While the spindle units 98 , 99 , which carry the transfer cylinders 95 , 96 , are axially fixed by axial bearings 127 , 128 , the spindle units 97 , 100 , which support the forme cylinders 93 , 94 , can be displaced in the axial direction, which is indicated by the double arrows 131 , 132 ( Fig . 3 is indicated). The page register can be adjusted by this shift. The displacement is realized by means of the actuating units 129 , 130 , which are supported on the side wall 103 and are articulated to the spindle units 97 , 100 .

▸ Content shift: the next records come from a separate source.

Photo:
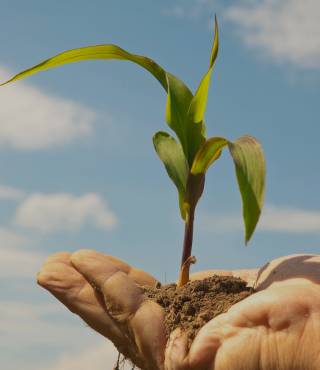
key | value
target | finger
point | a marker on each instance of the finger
(248, 275)
(141, 320)
(63, 281)
(266, 330)
(294, 269)
(177, 351)
(139, 276)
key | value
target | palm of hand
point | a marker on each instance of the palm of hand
(277, 328)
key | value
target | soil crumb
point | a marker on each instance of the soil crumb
(193, 305)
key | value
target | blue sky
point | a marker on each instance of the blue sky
(78, 168)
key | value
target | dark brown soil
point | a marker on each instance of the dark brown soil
(196, 303)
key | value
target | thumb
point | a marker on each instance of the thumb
(141, 320)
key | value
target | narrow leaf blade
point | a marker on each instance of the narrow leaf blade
(178, 99)
(250, 168)
(198, 104)
(190, 135)
(208, 153)
(171, 154)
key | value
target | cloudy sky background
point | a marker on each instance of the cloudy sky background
(78, 168)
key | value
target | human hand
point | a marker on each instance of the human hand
(277, 328)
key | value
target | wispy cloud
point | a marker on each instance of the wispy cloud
(62, 211)
(273, 219)
(16, 259)
(10, 193)
(33, 119)
(191, 9)
(286, 31)
(99, 357)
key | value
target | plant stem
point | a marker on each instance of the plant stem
(187, 248)
(188, 237)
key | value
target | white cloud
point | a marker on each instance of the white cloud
(19, 263)
(16, 262)
(10, 239)
(32, 119)
(99, 357)
(286, 31)
(10, 193)
(63, 211)
(274, 218)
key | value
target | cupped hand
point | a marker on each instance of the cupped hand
(276, 328)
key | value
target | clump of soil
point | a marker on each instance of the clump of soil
(193, 305)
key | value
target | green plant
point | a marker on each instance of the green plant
(188, 158)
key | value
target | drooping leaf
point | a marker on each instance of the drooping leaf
(107, 51)
(171, 154)
(179, 95)
(178, 101)
(207, 154)
(250, 168)
(199, 102)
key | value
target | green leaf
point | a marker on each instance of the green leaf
(250, 168)
(198, 104)
(179, 95)
(207, 154)
(108, 51)
(171, 154)
(190, 135)
(249, 163)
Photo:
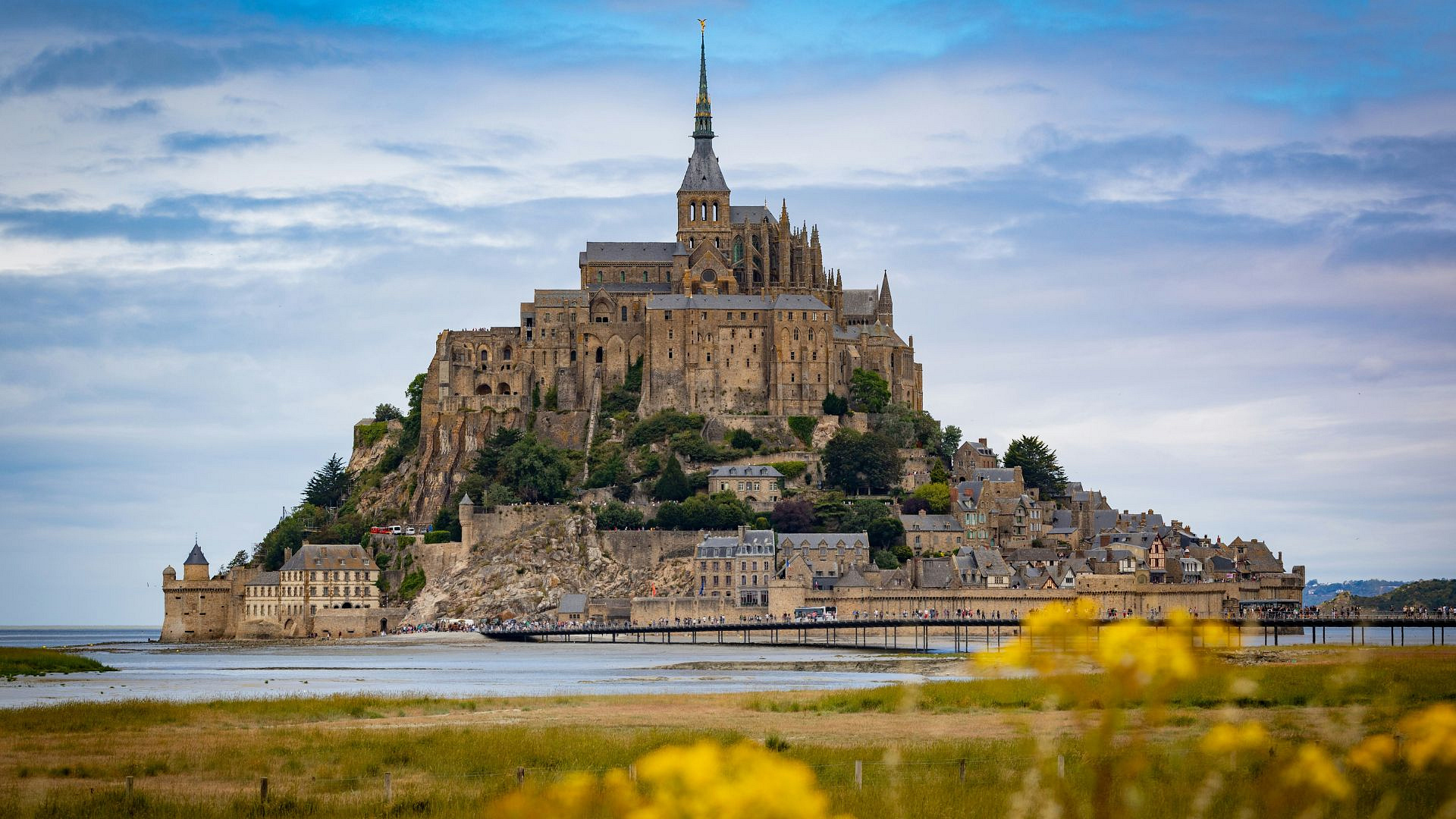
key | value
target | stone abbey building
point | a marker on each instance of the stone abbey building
(736, 315)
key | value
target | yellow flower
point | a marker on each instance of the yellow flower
(1373, 752)
(1312, 768)
(1228, 738)
(1430, 736)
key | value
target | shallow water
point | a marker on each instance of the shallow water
(455, 665)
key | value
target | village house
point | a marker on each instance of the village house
(932, 534)
(737, 567)
(752, 484)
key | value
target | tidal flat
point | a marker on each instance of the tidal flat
(940, 748)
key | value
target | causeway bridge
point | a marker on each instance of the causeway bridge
(915, 632)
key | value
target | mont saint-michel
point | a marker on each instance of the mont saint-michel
(871, 410)
(711, 428)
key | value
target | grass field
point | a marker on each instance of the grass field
(39, 662)
(328, 757)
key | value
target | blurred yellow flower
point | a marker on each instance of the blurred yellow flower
(1313, 768)
(1373, 752)
(1430, 736)
(1228, 738)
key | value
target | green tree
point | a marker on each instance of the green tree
(1038, 465)
(835, 406)
(949, 442)
(868, 391)
(673, 483)
(618, 516)
(794, 515)
(861, 463)
(884, 532)
(937, 497)
(329, 484)
(743, 439)
(535, 471)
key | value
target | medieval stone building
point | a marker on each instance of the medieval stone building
(736, 315)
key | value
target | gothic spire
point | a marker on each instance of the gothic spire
(702, 168)
(704, 120)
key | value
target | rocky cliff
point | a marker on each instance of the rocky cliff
(528, 570)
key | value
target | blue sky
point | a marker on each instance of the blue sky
(1206, 249)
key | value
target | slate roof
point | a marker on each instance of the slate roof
(852, 539)
(861, 302)
(1062, 522)
(635, 286)
(683, 302)
(752, 471)
(930, 523)
(938, 573)
(852, 579)
(1033, 554)
(329, 556)
(702, 169)
(724, 547)
(632, 251)
(740, 215)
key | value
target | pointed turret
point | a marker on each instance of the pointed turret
(702, 200)
(884, 305)
(702, 168)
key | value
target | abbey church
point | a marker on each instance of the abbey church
(737, 315)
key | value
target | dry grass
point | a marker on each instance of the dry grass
(327, 757)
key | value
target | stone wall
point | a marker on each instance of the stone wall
(651, 610)
(648, 548)
(509, 521)
(334, 624)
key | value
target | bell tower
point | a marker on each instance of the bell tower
(702, 200)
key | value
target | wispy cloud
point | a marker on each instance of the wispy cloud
(196, 142)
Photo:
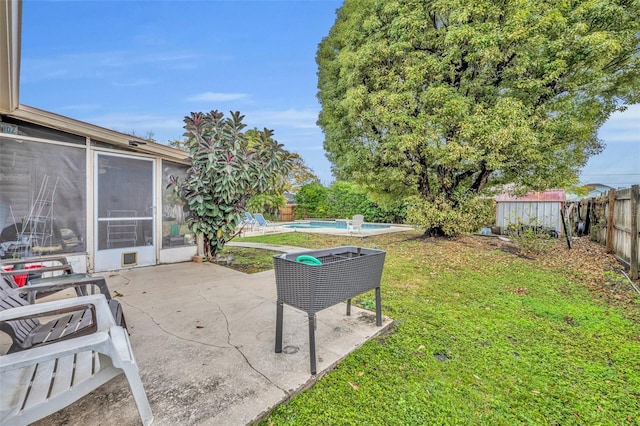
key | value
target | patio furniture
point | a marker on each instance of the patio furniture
(27, 333)
(356, 223)
(337, 274)
(38, 286)
(263, 223)
(248, 221)
(39, 381)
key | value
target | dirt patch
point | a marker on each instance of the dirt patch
(587, 261)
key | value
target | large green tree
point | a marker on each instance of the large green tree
(436, 101)
(228, 167)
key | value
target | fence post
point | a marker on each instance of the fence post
(633, 258)
(610, 220)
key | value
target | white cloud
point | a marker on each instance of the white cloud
(100, 64)
(216, 97)
(79, 107)
(622, 127)
(140, 124)
(297, 119)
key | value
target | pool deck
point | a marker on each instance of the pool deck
(280, 228)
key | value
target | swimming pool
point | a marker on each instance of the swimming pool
(332, 224)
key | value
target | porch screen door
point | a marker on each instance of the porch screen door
(124, 196)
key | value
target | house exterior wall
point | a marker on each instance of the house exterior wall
(35, 152)
(536, 213)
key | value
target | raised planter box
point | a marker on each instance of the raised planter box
(344, 272)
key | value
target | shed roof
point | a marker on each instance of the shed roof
(553, 195)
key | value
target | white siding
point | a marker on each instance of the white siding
(544, 213)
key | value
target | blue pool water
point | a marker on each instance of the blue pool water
(340, 224)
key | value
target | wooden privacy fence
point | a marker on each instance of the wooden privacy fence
(612, 220)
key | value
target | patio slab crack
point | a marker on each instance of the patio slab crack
(238, 348)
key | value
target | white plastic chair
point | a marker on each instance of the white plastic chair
(39, 381)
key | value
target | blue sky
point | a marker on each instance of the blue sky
(141, 66)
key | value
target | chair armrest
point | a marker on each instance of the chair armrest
(63, 282)
(15, 360)
(103, 317)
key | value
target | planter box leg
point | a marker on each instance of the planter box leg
(378, 308)
(312, 343)
(279, 315)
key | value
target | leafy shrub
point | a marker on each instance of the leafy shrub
(449, 218)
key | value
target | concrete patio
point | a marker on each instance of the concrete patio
(203, 337)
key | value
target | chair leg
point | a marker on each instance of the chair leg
(139, 395)
(312, 343)
(279, 318)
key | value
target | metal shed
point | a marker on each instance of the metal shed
(535, 209)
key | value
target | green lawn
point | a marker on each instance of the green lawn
(482, 336)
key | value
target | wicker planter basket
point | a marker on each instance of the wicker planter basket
(344, 272)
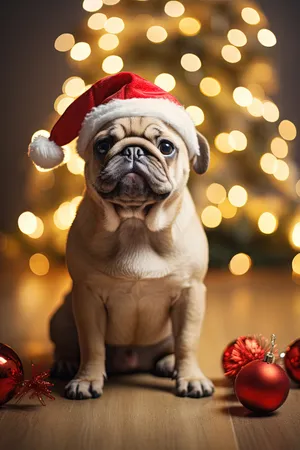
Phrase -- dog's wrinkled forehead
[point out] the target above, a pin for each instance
(149, 128)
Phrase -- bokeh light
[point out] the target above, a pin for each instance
(74, 86)
(97, 21)
(216, 193)
(296, 264)
(250, 16)
(165, 81)
(80, 51)
(231, 54)
(156, 34)
(190, 62)
(189, 26)
(266, 37)
(108, 41)
(211, 216)
(112, 64)
(92, 5)
(64, 42)
(174, 9)
(114, 25)
(237, 140)
(268, 163)
(222, 143)
(282, 171)
(287, 130)
(240, 264)
(279, 147)
(210, 87)
(39, 264)
(242, 96)
(196, 114)
(237, 37)
(270, 111)
(267, 223)
(238, 196)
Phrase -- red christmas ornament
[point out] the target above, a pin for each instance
(243, 350)
(292, 361)
(262, 386)
(12, 383)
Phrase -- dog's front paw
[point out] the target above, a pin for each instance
(82, 389)
(194, 387)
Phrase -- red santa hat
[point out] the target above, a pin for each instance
(122, 95)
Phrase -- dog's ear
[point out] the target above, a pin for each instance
(201, 162)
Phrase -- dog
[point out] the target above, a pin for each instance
(137, 254)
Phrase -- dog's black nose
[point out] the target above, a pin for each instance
(132, 152)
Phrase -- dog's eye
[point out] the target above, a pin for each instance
(102, 146)
(166, 148)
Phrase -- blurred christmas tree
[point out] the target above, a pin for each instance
(215, 57)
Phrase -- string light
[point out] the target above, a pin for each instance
(165, 81)
(210, 87)
(228, 211)
(189, 26)
(222, 143)
(74, 86)
(240, 264)
(80, 51)
(256, 108)
(196, 114)
(279, 147)
(282, 171)
(114, 25)
(108, 41)
(112, 64)
(39, 264)
(266, 37)
(295, 235)
(231, 54)
(267, 223)
(156, 34)
(27, 222)
(268, 163)
(216, 193)
(287, 130)
(296, 264)
(237, 37)
(190, 62)
(97, 21)
(250, 16)
(92, 5)
(174, 9)
(237, 140)
(242, 96)
(211, 216)
(64, 42)
(270, 111)
(238, 196)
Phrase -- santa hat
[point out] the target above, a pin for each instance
(122, 95)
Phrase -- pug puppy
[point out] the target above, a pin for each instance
(138, 255)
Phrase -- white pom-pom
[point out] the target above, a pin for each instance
(45, 153)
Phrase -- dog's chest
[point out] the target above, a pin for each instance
(138, 312)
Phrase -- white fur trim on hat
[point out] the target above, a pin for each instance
(161, 108)
(45, 153)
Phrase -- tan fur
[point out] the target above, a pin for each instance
(138, 278)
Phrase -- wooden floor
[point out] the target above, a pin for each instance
(141, 412)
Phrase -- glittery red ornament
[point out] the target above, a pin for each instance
(243, 350)
(262, 387)
(12, 383)
(10, 367)
(292, 361)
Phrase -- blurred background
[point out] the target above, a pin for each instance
(235, 67)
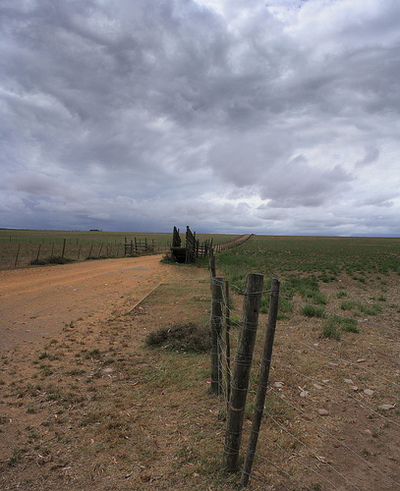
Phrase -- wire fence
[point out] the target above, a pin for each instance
(331, 416)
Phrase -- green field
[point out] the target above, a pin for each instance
(324, 257)
(19, 248)
(356, 277)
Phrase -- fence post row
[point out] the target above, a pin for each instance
(262, 382)
(241, 374)
(216, 335)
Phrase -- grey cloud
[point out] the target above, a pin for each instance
(149, 106)
(371, 156)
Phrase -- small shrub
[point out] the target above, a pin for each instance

For the actuators 112 to 115 and 129 and 130 z. B. hydraulic or pneumatic cylinders or electrical or electromechanical cylinders can be used.

Claims (9)

1. Driven cylinder of a unit of a rotary printing machine with a side wall in which the cylinder is overhung, the cylinder being arranged on a spindle which is mounted in a support tube which is in turn mounted in the side wall, characterized in that a motor ( 7 , 22 ) for driving the cylinder ( 1 , 16 , 93 to 96 ) in the support tube ( 6 , 17 ) and connected to the spindle ( 3 , 19 ). 2. A driven cylinder according to claim 1, characterized in that the cylinder body ( 1 ) is cup-shaped and is attached with its bottom to the spindle head ( 2 ) of the spindle ( 3 ). 3. A driven cylinder according to claim 1, characterized in that the cylinder ( 16 , 93 to 96 ) has a bottom approximately in the center with which it is attached to the spindle head ( 18 ) of the spindle ( 19 ). 4. Driven cylinder according to one of the preceding claims, characterized in that the support tube ( 6 , 17 ) rotatably in the side wall ( 11 , 27 , 103 ), the spindle ( 3 , 19 ) eccentrically with an eccentricity (e) to the axis of rotation of the support tube ( 6 , 17 ) is mounted in it and on the support tube ( 6 , 17 ) an actuating unit ( 112 to 115 ) acts to rotate it. 5. Driven cylinder according to one of the preceding claims, characterized in that the support tube ( 97 , 100 ) axially displaceably in the side wall ( 103 ) and on the support tube ( 97 , 100 ) an actuator ( 129 , 130 ) for its axial displacement attacks. 6. Driven cylinder according to one of the preceding claims, characterized by the use as a forme cylinder. 7. Driven cylinder according to one of claims 1 to 4, characterized by using it as a transfer cylinder.   8. Driven cylinder according to one of claims 1 to 3, characterized through the use as a web transport roller. 9. Driven cylinder according to one of claims 1 to 3, characterized by using it as a folding cylinder.